16 (16%) – 17 (17%) clearly outlines an appropriate treatment plan for the patient that addresses psychotherapy, health promotion and patient education, treatment and management, pharmacologic and nonpharmacologic treatments, alternative therapies, and follow-up parameters. A clear rationale for the treatment approaches recommended is provided. 14 (14%) – 15 (15%)

The response somewhat vaguely or inaccurately outlines a treatment plan for the patient and provides a rationale for the treatment approaches recommended.

0 (0%) – 13 (13%)

The response does not address the diagnosis or is missing elements of the treatment plan.

Reflect on this case. Discuss what you learned and what you might do differently. 5 (5%) – 5 (5%)

Reflections are thorough, thoughtful, and demonstrate critical thinking.

4 (4%) – 4 (4%)

Reflections demonstrate critical thinking.

3.5 (3.5%) – 3.5 (3.5%)

Reflections are somewhat general or do not demonstrate critical thinking.

0 (0%) – 3 (3%)

Reflections are incomplete, inaccurate, or missing.

Focused SOAP Note documentation 18 (18%) – 20 (20%)

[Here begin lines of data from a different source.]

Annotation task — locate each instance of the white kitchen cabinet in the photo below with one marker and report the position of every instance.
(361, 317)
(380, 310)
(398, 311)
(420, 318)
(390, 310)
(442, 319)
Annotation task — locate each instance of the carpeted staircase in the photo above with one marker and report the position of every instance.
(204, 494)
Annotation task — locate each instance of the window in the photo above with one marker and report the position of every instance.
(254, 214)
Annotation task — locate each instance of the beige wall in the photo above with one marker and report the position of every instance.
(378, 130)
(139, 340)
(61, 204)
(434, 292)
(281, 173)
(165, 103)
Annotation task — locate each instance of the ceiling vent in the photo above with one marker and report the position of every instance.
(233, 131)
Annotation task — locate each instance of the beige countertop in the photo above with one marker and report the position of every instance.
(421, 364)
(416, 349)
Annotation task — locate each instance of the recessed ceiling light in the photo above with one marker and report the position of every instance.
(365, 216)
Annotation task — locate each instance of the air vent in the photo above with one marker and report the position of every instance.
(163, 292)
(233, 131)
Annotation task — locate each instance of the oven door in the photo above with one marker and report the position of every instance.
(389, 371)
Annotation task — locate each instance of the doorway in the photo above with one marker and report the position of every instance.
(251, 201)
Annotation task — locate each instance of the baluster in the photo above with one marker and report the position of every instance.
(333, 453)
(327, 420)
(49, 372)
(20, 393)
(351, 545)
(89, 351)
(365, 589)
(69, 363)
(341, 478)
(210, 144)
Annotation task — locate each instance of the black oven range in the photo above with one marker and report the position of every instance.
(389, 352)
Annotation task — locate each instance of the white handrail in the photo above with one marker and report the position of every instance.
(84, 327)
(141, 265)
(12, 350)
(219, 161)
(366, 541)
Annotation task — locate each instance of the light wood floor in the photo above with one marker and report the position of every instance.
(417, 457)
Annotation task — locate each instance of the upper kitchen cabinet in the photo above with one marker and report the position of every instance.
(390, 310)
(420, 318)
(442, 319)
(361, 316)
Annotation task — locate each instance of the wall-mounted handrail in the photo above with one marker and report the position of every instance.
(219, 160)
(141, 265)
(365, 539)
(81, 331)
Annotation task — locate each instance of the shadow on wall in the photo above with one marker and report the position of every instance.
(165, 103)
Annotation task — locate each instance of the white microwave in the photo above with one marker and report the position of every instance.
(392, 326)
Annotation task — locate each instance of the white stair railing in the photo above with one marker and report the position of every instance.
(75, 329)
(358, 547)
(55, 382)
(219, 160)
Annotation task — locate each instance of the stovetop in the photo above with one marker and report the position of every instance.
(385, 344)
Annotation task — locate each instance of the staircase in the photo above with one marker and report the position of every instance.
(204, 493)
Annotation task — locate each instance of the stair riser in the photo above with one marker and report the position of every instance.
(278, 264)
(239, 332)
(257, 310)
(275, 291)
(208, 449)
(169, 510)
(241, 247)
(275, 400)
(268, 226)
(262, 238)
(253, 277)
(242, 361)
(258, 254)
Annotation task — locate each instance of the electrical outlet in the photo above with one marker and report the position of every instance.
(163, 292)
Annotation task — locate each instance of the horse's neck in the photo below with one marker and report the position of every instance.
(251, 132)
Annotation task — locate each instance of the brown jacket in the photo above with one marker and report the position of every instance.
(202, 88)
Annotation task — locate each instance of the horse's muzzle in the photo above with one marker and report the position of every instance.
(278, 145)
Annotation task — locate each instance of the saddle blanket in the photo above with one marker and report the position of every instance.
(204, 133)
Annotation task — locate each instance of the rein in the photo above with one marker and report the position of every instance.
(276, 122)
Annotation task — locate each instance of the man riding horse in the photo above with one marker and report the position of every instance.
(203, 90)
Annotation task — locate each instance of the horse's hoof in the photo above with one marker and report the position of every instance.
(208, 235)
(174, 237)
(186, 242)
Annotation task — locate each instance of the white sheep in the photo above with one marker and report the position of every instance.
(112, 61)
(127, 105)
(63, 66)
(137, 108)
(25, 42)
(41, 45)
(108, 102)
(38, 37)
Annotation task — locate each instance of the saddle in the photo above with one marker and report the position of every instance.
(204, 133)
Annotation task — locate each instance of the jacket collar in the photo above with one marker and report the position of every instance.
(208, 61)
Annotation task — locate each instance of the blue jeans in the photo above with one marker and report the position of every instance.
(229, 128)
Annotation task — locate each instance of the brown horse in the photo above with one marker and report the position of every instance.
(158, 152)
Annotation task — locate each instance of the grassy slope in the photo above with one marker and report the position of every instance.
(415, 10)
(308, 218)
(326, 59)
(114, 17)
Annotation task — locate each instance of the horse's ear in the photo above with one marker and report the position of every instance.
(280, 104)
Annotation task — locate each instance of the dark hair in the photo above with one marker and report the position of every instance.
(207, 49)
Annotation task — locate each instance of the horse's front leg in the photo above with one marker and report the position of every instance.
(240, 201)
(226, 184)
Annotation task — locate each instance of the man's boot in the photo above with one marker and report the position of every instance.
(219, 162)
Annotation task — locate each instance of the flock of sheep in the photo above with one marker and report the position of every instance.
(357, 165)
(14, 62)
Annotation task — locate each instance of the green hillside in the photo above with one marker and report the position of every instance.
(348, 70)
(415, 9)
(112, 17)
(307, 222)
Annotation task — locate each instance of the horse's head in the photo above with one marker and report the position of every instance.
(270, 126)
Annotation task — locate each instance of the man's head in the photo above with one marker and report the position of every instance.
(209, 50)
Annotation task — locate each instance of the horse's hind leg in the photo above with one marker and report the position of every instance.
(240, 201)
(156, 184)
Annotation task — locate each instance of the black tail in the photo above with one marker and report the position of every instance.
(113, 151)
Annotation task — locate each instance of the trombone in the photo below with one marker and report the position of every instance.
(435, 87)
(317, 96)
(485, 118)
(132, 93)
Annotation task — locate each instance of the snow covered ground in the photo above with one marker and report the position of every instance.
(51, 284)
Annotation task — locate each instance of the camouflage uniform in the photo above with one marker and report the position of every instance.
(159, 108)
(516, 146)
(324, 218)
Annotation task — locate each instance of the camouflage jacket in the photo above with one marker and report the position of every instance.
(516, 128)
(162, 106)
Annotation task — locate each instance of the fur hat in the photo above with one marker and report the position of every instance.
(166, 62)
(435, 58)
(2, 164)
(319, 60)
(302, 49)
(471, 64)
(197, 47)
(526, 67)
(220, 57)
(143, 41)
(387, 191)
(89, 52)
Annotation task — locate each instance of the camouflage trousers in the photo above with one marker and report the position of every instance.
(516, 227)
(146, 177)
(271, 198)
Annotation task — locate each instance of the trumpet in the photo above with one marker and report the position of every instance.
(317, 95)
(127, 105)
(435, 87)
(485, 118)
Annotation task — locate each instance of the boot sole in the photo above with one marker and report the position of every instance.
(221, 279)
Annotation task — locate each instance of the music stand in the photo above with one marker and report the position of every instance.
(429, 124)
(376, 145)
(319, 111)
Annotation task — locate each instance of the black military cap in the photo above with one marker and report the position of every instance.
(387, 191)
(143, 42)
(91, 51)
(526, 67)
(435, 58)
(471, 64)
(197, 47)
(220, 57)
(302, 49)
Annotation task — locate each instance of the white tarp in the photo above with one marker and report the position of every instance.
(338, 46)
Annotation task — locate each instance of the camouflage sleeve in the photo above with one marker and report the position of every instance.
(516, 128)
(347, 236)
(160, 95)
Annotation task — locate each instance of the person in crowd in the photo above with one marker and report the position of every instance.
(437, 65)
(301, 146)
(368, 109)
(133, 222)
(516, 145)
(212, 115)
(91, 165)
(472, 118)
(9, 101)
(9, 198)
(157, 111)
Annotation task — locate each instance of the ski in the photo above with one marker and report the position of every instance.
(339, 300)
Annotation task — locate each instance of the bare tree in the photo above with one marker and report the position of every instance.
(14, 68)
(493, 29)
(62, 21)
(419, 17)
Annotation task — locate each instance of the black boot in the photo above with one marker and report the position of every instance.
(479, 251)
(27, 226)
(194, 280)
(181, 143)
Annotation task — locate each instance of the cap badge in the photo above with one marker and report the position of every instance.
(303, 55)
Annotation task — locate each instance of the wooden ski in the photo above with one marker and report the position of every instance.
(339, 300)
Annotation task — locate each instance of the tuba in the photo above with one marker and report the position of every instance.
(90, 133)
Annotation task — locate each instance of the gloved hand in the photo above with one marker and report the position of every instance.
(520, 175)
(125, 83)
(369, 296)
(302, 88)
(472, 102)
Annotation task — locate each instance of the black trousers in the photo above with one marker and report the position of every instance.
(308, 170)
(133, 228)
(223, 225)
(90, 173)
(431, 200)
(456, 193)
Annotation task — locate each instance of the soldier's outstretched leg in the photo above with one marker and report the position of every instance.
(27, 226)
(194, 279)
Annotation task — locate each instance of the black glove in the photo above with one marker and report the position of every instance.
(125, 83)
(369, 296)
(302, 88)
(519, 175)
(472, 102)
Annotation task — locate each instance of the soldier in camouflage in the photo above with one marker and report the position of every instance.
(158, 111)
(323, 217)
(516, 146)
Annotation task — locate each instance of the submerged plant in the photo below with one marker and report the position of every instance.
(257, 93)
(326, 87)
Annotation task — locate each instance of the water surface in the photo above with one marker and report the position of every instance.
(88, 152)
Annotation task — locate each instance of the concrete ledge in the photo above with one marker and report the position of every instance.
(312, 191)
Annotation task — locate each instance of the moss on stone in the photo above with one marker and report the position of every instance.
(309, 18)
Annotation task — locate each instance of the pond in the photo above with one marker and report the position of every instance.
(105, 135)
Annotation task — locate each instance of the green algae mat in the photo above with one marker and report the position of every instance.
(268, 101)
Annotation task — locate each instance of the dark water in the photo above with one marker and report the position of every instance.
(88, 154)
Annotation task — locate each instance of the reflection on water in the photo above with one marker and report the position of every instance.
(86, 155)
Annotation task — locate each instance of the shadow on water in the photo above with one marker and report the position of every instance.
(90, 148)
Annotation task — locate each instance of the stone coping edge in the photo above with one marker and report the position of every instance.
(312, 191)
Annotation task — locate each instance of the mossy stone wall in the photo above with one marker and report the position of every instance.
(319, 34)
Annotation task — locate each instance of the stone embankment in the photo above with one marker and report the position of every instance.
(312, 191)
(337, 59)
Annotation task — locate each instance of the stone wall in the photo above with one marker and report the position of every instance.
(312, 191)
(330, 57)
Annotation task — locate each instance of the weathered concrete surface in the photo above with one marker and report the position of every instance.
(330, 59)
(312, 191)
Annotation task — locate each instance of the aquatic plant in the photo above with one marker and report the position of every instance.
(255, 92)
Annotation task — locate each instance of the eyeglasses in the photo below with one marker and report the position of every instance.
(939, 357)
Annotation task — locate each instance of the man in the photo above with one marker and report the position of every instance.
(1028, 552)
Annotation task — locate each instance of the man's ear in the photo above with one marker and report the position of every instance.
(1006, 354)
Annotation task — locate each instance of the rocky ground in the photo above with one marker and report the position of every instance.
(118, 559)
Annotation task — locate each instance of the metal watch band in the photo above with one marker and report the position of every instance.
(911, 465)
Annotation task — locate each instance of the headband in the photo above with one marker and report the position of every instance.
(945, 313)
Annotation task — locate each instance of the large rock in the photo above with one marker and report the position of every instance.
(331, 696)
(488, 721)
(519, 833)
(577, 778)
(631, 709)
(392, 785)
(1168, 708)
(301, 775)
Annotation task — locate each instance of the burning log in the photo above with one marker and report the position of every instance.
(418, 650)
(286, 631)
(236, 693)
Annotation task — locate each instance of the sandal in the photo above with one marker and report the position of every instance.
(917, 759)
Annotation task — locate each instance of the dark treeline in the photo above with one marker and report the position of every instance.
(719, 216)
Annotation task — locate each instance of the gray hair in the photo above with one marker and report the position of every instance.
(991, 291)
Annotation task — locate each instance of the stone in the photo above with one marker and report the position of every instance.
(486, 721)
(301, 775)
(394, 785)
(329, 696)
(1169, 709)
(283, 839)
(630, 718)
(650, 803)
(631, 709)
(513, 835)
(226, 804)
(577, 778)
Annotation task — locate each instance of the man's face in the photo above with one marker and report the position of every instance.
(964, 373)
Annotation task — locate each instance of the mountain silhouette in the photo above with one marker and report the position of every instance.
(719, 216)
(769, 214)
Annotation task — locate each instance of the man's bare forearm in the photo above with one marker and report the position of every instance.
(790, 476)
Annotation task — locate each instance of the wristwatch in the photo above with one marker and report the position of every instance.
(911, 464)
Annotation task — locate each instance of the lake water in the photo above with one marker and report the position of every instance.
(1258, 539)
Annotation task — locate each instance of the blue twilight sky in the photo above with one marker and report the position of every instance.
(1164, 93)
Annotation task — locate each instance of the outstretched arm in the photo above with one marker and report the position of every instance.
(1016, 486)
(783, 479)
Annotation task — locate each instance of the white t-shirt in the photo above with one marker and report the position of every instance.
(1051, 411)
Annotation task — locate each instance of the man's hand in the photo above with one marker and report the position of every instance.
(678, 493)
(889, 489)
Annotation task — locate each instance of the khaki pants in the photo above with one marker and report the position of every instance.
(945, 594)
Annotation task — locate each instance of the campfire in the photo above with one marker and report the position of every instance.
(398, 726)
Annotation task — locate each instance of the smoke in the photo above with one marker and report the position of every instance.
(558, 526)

The response clearly, accurately, and thoroughly follows the Focused SOAP Note format to document the selected patient case.

16 (16%) – 17 (17%)

The response accurately follows the Focused SOAP Note format to document the selected patient case.

14 (14%) – 15 (15%)

The response follows the Focused SOAP Note format to document the selected patient case, with some vagueness and inaccuracy.

0 (0%) – 13 (13%)

The response incompletely and inaccurately follows the Focused SOAP Note format to document the selected patient case.

Presentation style 5 (5%) – 5 (5%)

Presentation style is exceptionally clear, professional, and focused.

4 (4%) – 4 (4%)

Presentation style is clear, professional, and focused.

3.5 (3.5%) – 3.5 (3.5%)

Presentation style is mostly clear, professional, and focused

0 (0%) – 3 (3%)

Presentation style is unclear, unprofessional, and/or unfocused.